I thought this: what a solitary task—the tutoring, the crane making, the wish, the empty soliciting. She had taken the initiative to do all of this alone, and not many people had noticed, and the thing she had tried to do was beautiful.
This is the difference between what this child is doing alone and what other children raised according to my theory are doing alone. The children raised according to my theory are on Facebook, writing words on their forearms with sharp objects. They are in the bathroom doing drugs, but alone. What I would like to know is which playgroup teaches children to be happy alone and devote their solitude to graceful, enriching optimism.
Maybe it’s the playgroup—and this is really offensive to everyone, sorry—where the child isn’t dumped as having had enough eye contact with an adult after early infancy. D.W. Winicott and Piaget and the “What to Expect” people make it very clear that young children need eye contact with an adult to feel validated, and to feel their egos develop appropriately. But what about as they grow?
How did it happen that the child who was so dutifully nurtured or over-nurtured at an early stage is the same teen who doesn’t sleep because of AP exams? Is it possible that no matter what culture you belong to, you have stopped making meaningful eye contact with your child because your child is busy and you are busy?
Maybe that’s why all that dinner table research is supposed to be real: maybe children who eat dinner with their families do end up happier and higher functioning. It could be for a reason that is different from income group or cultural affiliation: it could be because they are valued at home, and someone has stopped being busy long enough to make eye contact with them.

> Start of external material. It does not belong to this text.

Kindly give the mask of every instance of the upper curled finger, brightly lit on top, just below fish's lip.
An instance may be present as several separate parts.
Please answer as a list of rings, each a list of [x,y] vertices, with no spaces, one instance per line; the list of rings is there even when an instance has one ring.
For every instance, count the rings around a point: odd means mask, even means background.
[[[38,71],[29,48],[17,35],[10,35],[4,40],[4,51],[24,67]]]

I propose that if we can’t eat dinner together, we do something that involves eye contact. I think it would be good for me, the same way having a cockapoo at the door when I come home from a long night of trying to work and raise my children makes me feel better. The cockapoo looks me in the eye and says, Yes, you are worthy. And I feel worthy. If we can’t all be Chinese and our children are so busy playing soccer, basketball and football that they all have concussions, maybe we could at least make an AP board game and play it, and then look up at children who are smarter than we are when we mess up. And if we look high enough, we just might see some paper cranes in the sky.